Meski serupa dengan karya J.W. Pieneman, ia memberi interpretasi yang berbeda. Lukisan Pieneman menekankan peristiwa menyerahnya Pangeran Diponegoro yang berdiri dengan wajah letih dan dua tangan terbentang. Hamparan senjata berupa sekumpulan tombak adalah tanda kalah perang. Di latar belakang Jenderal De Kock berdiri berkacak pinggang menunjuk kereta tahanan seolah memerintahkan penahanan Diponegoro.
Rupanya, Raden Saleh ingin mengoreksi. Di lukisan yang selesai dibuat tahun 1857 itu pengikutnya tak membawa senjata. Keris di pinggang, ciri khas Diponegoro, pun tak ada. Ini menunjukkan, peristiwa itu terjadi di bulan Ramadhan. Maknanya, Pangeran dan pengikutnya datang dengan niat baik. Namun, perundingan gagal. Diponegoro ditangkap dengan mudah, karena jenderal De Kock tahu musuhnya tak siap berperang di bulan Ramadhan. Di lukisan itu Pangeran Diponegoro tetap digambarkan berdiri dalam pose siaga yang tegang. Wajahnya yang bergaris keras tampak menahan marah, tangan kirinya yang mengepal menggenggam tasbih.
Basuki Abdulah
Basoeki Abdullah adalah salah seorang maestro pelukis Indonesia. Ia dikenal sebagai pelukis aliran realis dan naturalis. Ia pernah diangkat menjadi pelukis resmi Istana Merdeka Jakarta dan karya-karyanya menghiasi istana-istana negara dan kepresidenan Indonesia, disamping menjadi barang koleksi dari berbagai penjuru dunia.
Pada usia 34 tahun (1949), Basuki mengikuti lomba lukis potret diri Ratu Belanda Juliana. Lomba itu diikuti 81 pelukis dari berbagai penjuru dunia. Tetapi yang mampu menyelesaikan potret Ratu tepat waktu hanya 21 pelukis, termasuk Basuki. Ia bahkan tampil sebagai juara. Sejak itu, Basuki laris sebagai pelukis potret diri.
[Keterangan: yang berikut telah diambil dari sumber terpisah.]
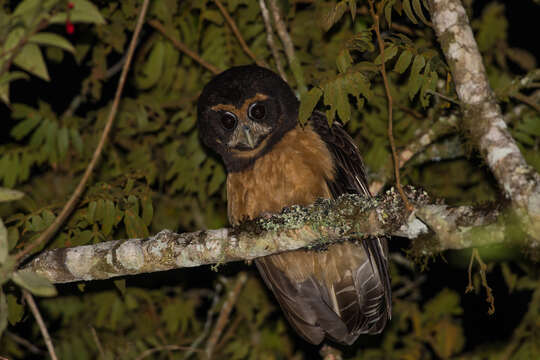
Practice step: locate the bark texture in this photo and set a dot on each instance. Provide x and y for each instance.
(314, 226)
(482, 115)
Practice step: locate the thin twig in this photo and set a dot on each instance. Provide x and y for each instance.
(44, 332)
(285, 38)
(389, 98)
(207, 324)
(224, 314)
(270, 39)
(72, 202)
(526, 100)
(98, 343)
(182, 47)
(237, 33)
(442, 96)
(470, 287)
(23, 342)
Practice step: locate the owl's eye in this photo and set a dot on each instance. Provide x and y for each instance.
(228, 121)
(257, 111)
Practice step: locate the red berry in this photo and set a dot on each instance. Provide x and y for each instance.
(70, 28)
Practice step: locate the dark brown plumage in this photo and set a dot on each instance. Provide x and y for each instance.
(249, 116)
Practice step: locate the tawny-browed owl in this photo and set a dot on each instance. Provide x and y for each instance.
(249, 116)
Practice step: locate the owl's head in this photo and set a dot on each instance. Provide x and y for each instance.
(243, 112)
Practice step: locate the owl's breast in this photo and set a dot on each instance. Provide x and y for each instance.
(294, 171)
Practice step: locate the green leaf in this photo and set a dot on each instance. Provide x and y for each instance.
(344, 61)
(3, 243)
(28, 6)
(148, 210)
(408, 11)
(34, 283)
(5, 79)
(135, 227)
(10, 195)
(63, 141)
(333, 15)
(415, 79)
(83, 11)
(389, 53)
(212, 16)
(51, 39)
(307, 103)
(418, 11)
(31, 60)
(343, 106)
(76, 139)
(153, 67)
(403, 62)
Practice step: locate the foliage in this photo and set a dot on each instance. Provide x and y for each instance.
(155, 174)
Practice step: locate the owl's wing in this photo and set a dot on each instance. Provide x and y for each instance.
(344, 291)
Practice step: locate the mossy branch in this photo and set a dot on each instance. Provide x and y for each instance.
(315, 226)
(482, 116)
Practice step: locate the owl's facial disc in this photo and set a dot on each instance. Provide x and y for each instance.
(248, 135)
(246, 125)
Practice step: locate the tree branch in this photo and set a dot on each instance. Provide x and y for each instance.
(315, 226)
(482, 115)
(270, 39)
(288, 45)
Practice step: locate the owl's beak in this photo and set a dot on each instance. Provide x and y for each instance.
(247, 137)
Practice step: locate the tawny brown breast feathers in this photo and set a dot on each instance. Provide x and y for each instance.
(336, 292)
(293, 172)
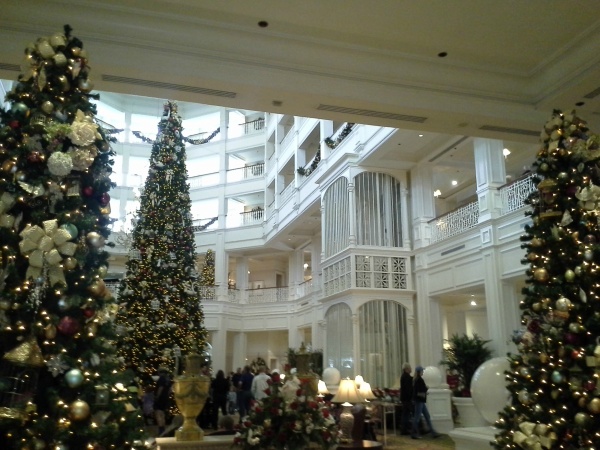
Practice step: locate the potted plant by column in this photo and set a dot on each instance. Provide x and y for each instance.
(463, 355)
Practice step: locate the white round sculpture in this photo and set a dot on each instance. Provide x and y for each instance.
(331, 376)
(488, 388)
(432, 376)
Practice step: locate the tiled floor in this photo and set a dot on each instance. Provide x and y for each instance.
(426, 443)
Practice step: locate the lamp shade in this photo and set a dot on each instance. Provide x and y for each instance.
(366, 392)
(347, 392)
(358, 380)
(322, 388)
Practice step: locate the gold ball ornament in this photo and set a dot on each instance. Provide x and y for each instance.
(69, 263)
(581, 419)
(47, 107)
(9, 166)
(98, 287)
(79, 410)
(49, 331)
(95, 239)
(541, 275)
(594, 406)
(102, 271)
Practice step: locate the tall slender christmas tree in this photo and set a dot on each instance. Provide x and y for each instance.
(61, 385)
(161, 315)
(554, 378)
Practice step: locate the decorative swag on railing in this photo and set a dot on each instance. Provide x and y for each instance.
(189, 140)
(329, 142)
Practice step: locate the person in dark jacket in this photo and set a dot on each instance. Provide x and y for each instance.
(406, 395)
(219, 388)
(420, 398)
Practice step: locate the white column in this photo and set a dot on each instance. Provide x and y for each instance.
(356, 344)
(429, 325)
(423, 204)
(351, 213)
(326, 130)
(490, 171)
(240, 348)
(496, 309)
(219, 343)
(221, 265)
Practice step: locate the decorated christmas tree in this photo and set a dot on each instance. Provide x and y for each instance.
(61, 385)
(207, 277)
(161, 317)
(553, 380)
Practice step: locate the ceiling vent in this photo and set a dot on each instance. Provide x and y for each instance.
(169, 86)
(11, 67)
(450, 147)
(369, 113)
(509, 130)
(593, 94)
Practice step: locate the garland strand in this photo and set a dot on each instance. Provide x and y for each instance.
(331, 144)
(139, 135)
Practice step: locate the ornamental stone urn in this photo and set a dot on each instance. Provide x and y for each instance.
(191, 391)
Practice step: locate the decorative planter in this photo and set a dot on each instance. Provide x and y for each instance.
(468, 415)
(191, 392)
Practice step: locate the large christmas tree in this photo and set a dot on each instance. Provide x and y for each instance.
(553, 380)
(61, 385)
(161, 316)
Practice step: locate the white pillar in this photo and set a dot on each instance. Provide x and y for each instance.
(423, 204)
(352, 214)
(490, 171)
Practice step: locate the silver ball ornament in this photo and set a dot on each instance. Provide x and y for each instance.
(74, 378)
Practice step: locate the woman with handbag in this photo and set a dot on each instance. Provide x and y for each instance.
(420, 399)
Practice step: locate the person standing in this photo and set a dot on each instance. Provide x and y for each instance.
(260, 383)
(420, 398)
(219, 388)
(245, 391)
(406, 396)
(162, 398)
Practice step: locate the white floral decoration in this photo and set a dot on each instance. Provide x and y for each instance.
(60, 164)
(83, 130)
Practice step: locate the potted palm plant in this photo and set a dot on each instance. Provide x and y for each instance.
(463, 355)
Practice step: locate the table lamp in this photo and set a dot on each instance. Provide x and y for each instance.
(322, 388)
(347, 394)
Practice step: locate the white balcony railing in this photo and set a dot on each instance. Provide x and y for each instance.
(253, 217)
(454, 222)
(286, 193)
(268, 295)
(514, 194)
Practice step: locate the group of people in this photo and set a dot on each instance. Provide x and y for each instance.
(413, 396)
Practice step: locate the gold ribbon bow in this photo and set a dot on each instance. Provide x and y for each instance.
(45, 246)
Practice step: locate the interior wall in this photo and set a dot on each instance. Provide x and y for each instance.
(272, 346)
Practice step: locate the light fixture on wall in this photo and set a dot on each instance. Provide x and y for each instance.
(347, 395)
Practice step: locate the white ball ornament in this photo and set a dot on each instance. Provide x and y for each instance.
(488, 388)
(74, 378)
(331, 376)
(432, 376)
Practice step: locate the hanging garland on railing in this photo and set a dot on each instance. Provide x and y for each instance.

Basuki mengenal ayahnya, pelukis R. Abdullah Surjosubroto, hanya setelah berusia 15 tahun. Suatu kali, anak kedua dari lima bersaudara ini, menggambar seekor singa yang sedang menerkam. ''Masa melukis macan ketawa,'' canda sang ayah, putra tokoh pergerakan Dr. Wahidin Sudirohusodo. Basuki merasa sakit hati dan terpecut oleh komentar sinis sang ayah.

Berangkat dewasa, ia gemar melukis tokoh-tokoh pergerakan, antara lain Mahatma Gandhi. Basuki mulai mengembara tahun 1947. Mula-mula ia belajar melukis di Akademi Seni Lukis Negeri Belanda, kemudian Italia, dan Prancis.
Dari 42 tahun bermukim di luar negeri, 20 tahun dihabiskannya di Negeri Belanda, dan 17 tahun di Muangthai. Basuki berhasil menyunting gadis Thai. Pulang ke Jakarta, ia membawa serta istri Thai-nya, diangkat Presiden Soekarno sebagai pelukis Istana Merdeka. Tahun 1961, ia diundang Raja Muangthai, Bhumibol Adulyadej, untuk melukis Raja dan istrinya, Ratu Sirikit, hingga ia menjadi pelukis istana di Bangkok. Dua tahun kemudian, ia menerima anugerah Bintang Poporo sebagai Seniman Istana Kerajaan.

Gayanya yang naturalis, mengejar kemiripan wajah dan bentuk, Basuki disukai kalangan atas. Berbagai negarawan dan istri mereka seperti berlomba minta dilukis Basuki: Presiden Soekarno, Sultan Brunei, Pangeran Philip dari Inggris, Pangeran Bernard dari Belanda, dan kaum jetset kaliber Nyonya Ratna Sari Dewi. Yang datang sendiri ke kediamannya, di perumahan Shangrila Indah, Jakarta, tidak kurang: Jenny Rachman, Eva Arnaz, bahkan Laksamana Sudomo.

Kesimpulan

Setelah melihat perbandingan antara kedua pelikis itu maka saya dapat mengambil kesimpulan bahwa apa yang dimaksud dengan pelukis salon adalah para pelukis yang memiliki aliran realis. Sehingga lukisan mereka, mereka buat sebisa mungkin menyerupai aslinya. Walaupu mereka berdua memiliki perbedaan aliran yang satu bersifat romantisme dan yang satu naturalisme namun, keduanya memiliki kesamaan yaitu mampu membuat lukisan yang seakan akan mirip dengan aslinya.

Contohnya saja mengenai melukis wajah. Keduanya memiliki keahlian yang luar biasa dalam melukis wajah yang sangat mendekati seperti yang terlihat di aslinya. Keduanya pun pernah mendapatkan penghargaan tentang keahliannya itu.